In 2011 I quit my job and bought a one way ticket to Mexico. I was living in Brazil at the time, I was due to stay and take a promotion but that evening I had got a call from my boss telling me HR had messed up my visa and I had 2 days to leave the country. It meant going back to the UK in October – misery.
I remember spending that night agonizing over what to do. They were still offering me the promotion but this time in London, but I wasn’t ready to return to London, especially not in winter. I spent the evening lying on my balcony, listening to radiohead, stirring at the stars and smoking cigarettes, I don’t even smoke.
I was in a complete dilemma. Sometimes in those situations what tends to happen is you latch onto the very thing you have at that moment, suddenly it is everything (even if a day before you were moaning about how miserable you were). Loss aversion theory stipulates that it is twice as painful for us to lose something we already have versus to gain something equally pleasurable that we don’t yet have.

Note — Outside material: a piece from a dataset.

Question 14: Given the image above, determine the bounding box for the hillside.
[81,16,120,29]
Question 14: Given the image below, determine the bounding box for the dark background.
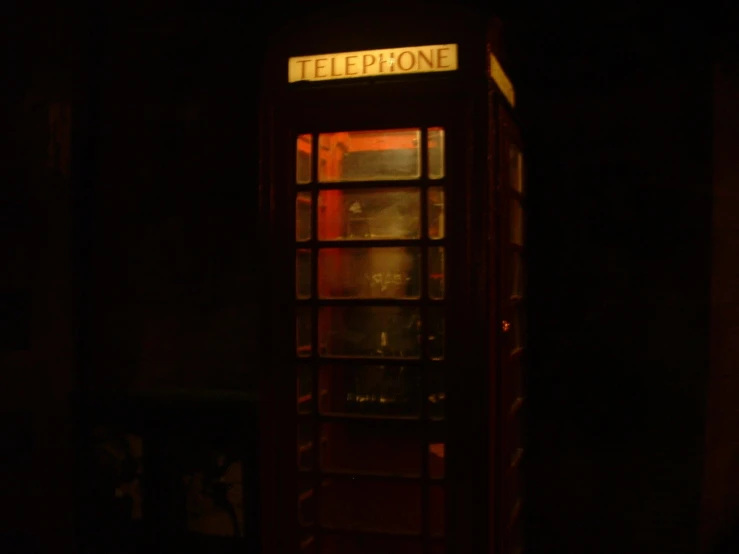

In uncertain situations we often default to the life as we know it and grab hold with both hands. We don’t give the future possibilities a chance even in our minds. When I finally talked myself round to considering the alternatives (with the help of my good friend Aline) I realized I had options. The thought of quitting felt ridiculously reckless and crazy at the time. I just needed to give the idea of it some space, to imagine the amazing stuff and generate some motivation around it.
That’s the trick.
To stop yourself from latching onto the thing you have today and to imagine the things you could have, experience, learn tomorrow.
It’s impossible to know what might happen at the time, and don’t get me wrong, the fear can paralyze you. But I’ve pushed through the fear enough times now to know that it’s worth it. In hindsight those 7 months traveling where the best in my life. It was me actively carving out the time I needed in my life to work out my path. I met some fantastic people along the way who I count as great friends of mine to this day. I learned a lot about myself particularly because I was traveling alone through Central America!
Indeed, it was this very trip that give me the confidence to finally follow the coaching path and here I am, loving it! It was at the end of this trip in Rio that I met the man who would turn out to be the love of my life. Am I glad I pushed through the fear, conjured up some bravery and moved forward with uncertainty into the unknown?
What do you think? Of course I am.
It’s the thought that I almost didn’t is the thing that scares me now!
Now every time I worry and feel uncertain I remind myself of the magic that exists outside of my comfort zone. It’s a fine acceptable life, the one lived inside your comfort zone, but it’s an altogether more vibrant one that lives outside of it – that’s the one that’s for me.
Because this is it, no second chances. Be brave and live boldly!